Antichrist’s main asset is Mantle’s camerawork. From the pristine black and white of the prologue to the abstract flourishes (a beating pulse, a slow-motion silhouetted walk through the woods) to the slate-toned nature scenes, this is a great looking movie.


Unfortunately, Von Trier wants viewers to avert their eyes. After building to a slow burn (the woman in front of me was out cold after 15 minutes), Antichrist explodes first into a ludicrous jumble of mystical/psychological/astrological/paranormalsociological/feminist phooey. Then, I guess to relieve the actors’ and the audience’s confusion, She smashes a wood log into His balls. (This is when the lady in front of me woke up.)

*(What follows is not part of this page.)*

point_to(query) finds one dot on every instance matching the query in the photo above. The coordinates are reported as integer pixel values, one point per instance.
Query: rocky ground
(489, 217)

What follows is a flat-out slasher movie, with some talking animals thrown in for good measure. (“Chaos Reigns,” as uttered by a disemboweled fox, has become the movie’s catchphrase, though I’m not sure how Von Trier would take the cackling that swept the audience following its delivery). The denouement of Antichrist sees a horde of faceless women climbing up a hill toward Him. It’s Von Trier’s last attempt to hammer home a thesis, but the bludgeoning on display throughout will leave most people searching for an exit rather than a resolution.


Arthouse films often pride themselves on the sort of subtlety that withholds graphic details, sexual and violent, from their supposedly evolved audiences. But surprisingly it is the cerebral, stylized Antichrist and not the subversively lowbrow Trash Humpers that threatens to become a cynical exploitation flick. Von Trier’s expensive therapy session—he couldn’t hold the camera during film because his “hands shook with depression”—shabbily deconstructs little more than a marriage. Risqué sex and violence aside, Antichrist sticks to genre conventions; Trash Humpers discards genre altogether.


Both directors sought visceral reactions with these incendiary movies. They’re masturbatory works. And despite their merits, it’s the audience that ultimately gets jerked around.